Una decina di giorni fa la Banca nazionale svizzera (BNS) ha deciso, prima tra le principali banche centrali, di rifare il percorso inverso, ritoccando al ribasso il tasso che guida il costo del denaro: da 1,75% a 1,5%. Tra le motivazioni di tale scelta, la fine dell’emergenza inflazione.

In questa situazione a insistere con una politica monetaria restrittiva si rischiava di peggiorare il quadro economico nazionale oltre misura. Nel caso della Svizzera, c’è anche un altro fattore che è spesso croce e delizia per l’economia: il valore del franco. Il suo rafforzamento nei confronti di euro e dollaro ha contribuito a frenare la spinta inflazionistica interna. Un processo abilmente condotto dai timonieri della BNS che ha impedito che parte dell’inflazione generatasi all’estero per varie ragioni fosse importata attraverso i prezzi più alti di materie prime e petrolio, per esempio. Ciò non ha però impedito che i redditi più bassi - ma non solo, anche quelli del ceto medio sono stati falcidiati negli ultimi due anni - perdessero potere d’acquisto visto che quest’ultimo è influenzato soprattutto da spese obbligatorie (cassa malati, imposte ed elettricità) su cui la politica monetaria può poco o nulla.

Come per la leva dei tassi, anche per quella valutaria quando azionata dalla BNS ci sono vincitori e vinti: gli importatori quando il franco si rafforza e gli esportatori quando si indebolisce. E il settore industriale svizzero, per definizione orientato all’export, è quello che ha risentito di più oltre che delle bizze del ciclo economico a livello internazionale, della forza del franco.

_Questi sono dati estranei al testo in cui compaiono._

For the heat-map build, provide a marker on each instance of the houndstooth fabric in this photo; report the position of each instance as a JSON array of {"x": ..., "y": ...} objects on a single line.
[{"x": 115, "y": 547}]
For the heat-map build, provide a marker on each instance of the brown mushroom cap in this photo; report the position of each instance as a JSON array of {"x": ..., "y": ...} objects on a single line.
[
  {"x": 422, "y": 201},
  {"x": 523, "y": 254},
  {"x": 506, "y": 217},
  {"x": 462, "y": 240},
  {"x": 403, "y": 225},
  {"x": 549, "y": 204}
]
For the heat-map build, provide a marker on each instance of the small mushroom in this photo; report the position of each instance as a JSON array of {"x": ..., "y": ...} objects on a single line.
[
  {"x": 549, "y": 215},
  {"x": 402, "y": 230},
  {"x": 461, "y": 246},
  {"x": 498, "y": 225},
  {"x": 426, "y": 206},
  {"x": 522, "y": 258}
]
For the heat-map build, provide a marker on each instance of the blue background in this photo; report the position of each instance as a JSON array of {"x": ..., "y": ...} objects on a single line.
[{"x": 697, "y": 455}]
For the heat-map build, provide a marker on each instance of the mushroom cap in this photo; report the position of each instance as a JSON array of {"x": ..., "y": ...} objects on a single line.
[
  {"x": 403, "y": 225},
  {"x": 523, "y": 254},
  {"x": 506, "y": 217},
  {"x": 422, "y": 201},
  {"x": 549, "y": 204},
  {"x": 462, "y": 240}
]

Questa dicotomia emerge chiaramente da quanto rilevato dalla rete regionale di contatto della BNS e sintetizzato nella pubblicazione trimestrale «Segnali congiunturali» di qualche giorno fa. Si tratta di antenne dell’istituto centrale sul territorio - Ticino compreso - che incontrano regolarmente gli imprenditori di tutti i comparti dell’economia, a eccezione del settore pubblico e dell’agricoltura. A cadenza trimestrale, le delegate e i delegati della BNS svolgono oltre 200 colloqui con imprenditori e dirigenti di aziende. Le imprese sono scelte in base alla struttura settoriale dell’economia svizzera secondo il prodotto interno lordo (PIL) e l’occupazione. Una pubblicazione che aiuta a capire tra le righe le ultime scelte di politica monetaria. La principale fonte di preoccupazione nell’industria - si fa sapere nella pubblicazione - oltre alla perdurante debole domanda mondiale è il tasso di cambio del franco indicato come una sfida da un numero crescente di aziende. Una situazione - quella della robustezza della moneta elvetica - che riduce al minimo lo spazio di manovra nella fissazione dei prezzi ed erode ulteriormente i margini di guadagno che nel settore manifatturiero sono già di loro bassi.

Le voci dal basso, se così vogliamo chiamarle, sembrano quindi essere state colte dal vertice della BNS che ha dimostrato questa volta di non vivere in una torre d’avorio. I prossimi mesi, infine, saranno decisivi per capire come evolverà la congiuntura internazionale alla luce delle decisioni di politica monetaria di Europa e Stati Uniti, i principali mercati di sbocco dei prodotti svizzeri, con sullo sfondo gli onnipresenti e oppressivi scenari di guerra.